Außerdem verbringe ich viel Zeit im Depot der zweiten Etage. Hier befindet sich die sehr moderne, große Fotostation der Dokumentation. Objekte wie Skulpturen, Alltagsgegenstände oder Kleidungsstücke werden mit ihr fotografiert. Aufgrund der hohen Auflösung der Bilder kann jedes kleine Detail des Objekts digital festgehalten werden. Dabei müssen die Einstellungen, zum Beispiel die Lichtverhältnisse und die Position der Kamera am Stativ, an das jeweilige Objekt individuell angepasst werden. Schließlich sollten geworfene Schatten und Lichtreflektionen möglichst nicht vorhanden sein. Das erfordert unter Umständen auch kreative Improvisationen und eine eingespielte Teamarbeit, um das bestmögliche Foto zu erhalten. In guter Erinnerung ist mir hierbei der Oberkiefer eines Pferdes geblieben, das vor mehreren Jahrhunderten lebte. Für eine geplante Ausstellung benötigte das Museum ein Foto von diesem. Aufgrund des altersbedingten Zustandes waren bereits ein paar Zähne locker und lagen mit im Karton. Ein Kurator transportiere den Schädel zum Drehteller der Fotostation, eine Kollegin trug die Zähne hinterher und ich setzte sie mit einer ruhigen Hand wieder ein, während ein weiterer Kollege die Kamera-Software am Computer startklar machte. Im Anschluss stellten wir alle sechs Lichtquellen ein. Danach hielten meine Kollegin und ich eine schwarze Pappe, um einen neutralen gleichfarbigen Hinter- und Untergrund zu schaffen. Der Kurator suchte die beste Position für den Schädel, mein Kollege korrigierte die aufgestellte Pappe nach und drückte letztlich per Mausklick auf den Auslöser der Kamera. Es entstand ein faszinierender Schnappschuss, der an eine Kreatur aus einer längst vergangenen Zeit erinnert.
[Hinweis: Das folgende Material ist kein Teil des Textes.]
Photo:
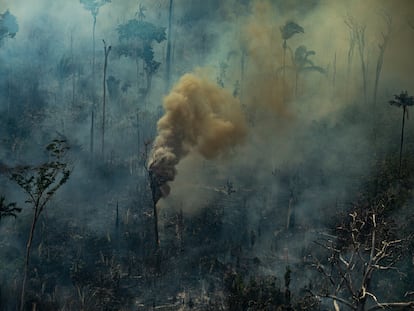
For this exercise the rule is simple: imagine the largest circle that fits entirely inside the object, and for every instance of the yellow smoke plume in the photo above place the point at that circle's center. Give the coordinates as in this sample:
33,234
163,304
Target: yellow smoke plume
199,116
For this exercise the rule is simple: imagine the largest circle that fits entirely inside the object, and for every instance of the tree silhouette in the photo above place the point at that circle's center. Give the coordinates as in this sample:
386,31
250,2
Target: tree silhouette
404,101
8,209
358,36
8,26
288,31
107,50
40,183
93,6
136,38
382,46
303,64
366,246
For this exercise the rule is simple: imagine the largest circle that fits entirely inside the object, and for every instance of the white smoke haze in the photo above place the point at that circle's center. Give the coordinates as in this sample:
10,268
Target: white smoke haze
229,131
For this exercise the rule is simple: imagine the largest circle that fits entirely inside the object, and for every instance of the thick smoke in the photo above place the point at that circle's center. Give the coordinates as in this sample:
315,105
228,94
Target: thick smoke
199,116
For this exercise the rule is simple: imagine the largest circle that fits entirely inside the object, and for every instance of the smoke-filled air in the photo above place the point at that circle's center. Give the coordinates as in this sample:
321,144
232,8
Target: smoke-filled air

Nicht nur die Dokumentation im Haus Böttchergäßchen darf ich während des Praktikums kennenlernen. Bei Gelegenheit kann ich die anderen Häuser des Museums besuchen, wie zum Beispiel das Alte Rathaus. Hier wird Ende September 2020 eine Interventionsausstellung eröffnet, weshalb eine Kuratorin, mein Kollege und ich zusammen in der Ausstellung waren, um geeignete Plätze für die geplanten Exponate zu finden. Auch an öffentlichen Führungen, wie zum Beispiel im Völkerschlachtdenkmal, nehme ich teil. So kann ich mir die aktuellen Ausstellungen ansehen und mir mehr Wissen über die Geschichte der Stadt aneignen.
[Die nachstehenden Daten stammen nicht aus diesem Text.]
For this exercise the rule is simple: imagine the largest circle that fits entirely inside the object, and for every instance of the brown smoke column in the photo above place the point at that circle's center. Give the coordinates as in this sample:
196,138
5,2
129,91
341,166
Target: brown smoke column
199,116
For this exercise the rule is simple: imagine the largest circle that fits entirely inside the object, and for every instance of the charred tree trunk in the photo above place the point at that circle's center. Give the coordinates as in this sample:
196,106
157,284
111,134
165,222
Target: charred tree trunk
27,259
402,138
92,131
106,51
Insgesamt ist das Praktikum sehr abwechslungsreich. Kein Tag gleicht dem anderen, es kommen immer andere Aufträge hinzu. Ich bekomme zahlreiche Objekte zu sehen, die eventuell einmal Teile einer Ausstellung oder für lange Zeit im Depot verwahrt werden, was das Ganze noch spannender macht. Aber auch der lockere, entspannte, kollegiale Umgang gestaltet die Arbeit hier sehr angenehm. Ich freue mich, Teil des Museumsteams geworden zu sein und bedanke mich bereits an dieser Stelle herzlichst für dieses vielfältige, ausgezeichnete Praktikum.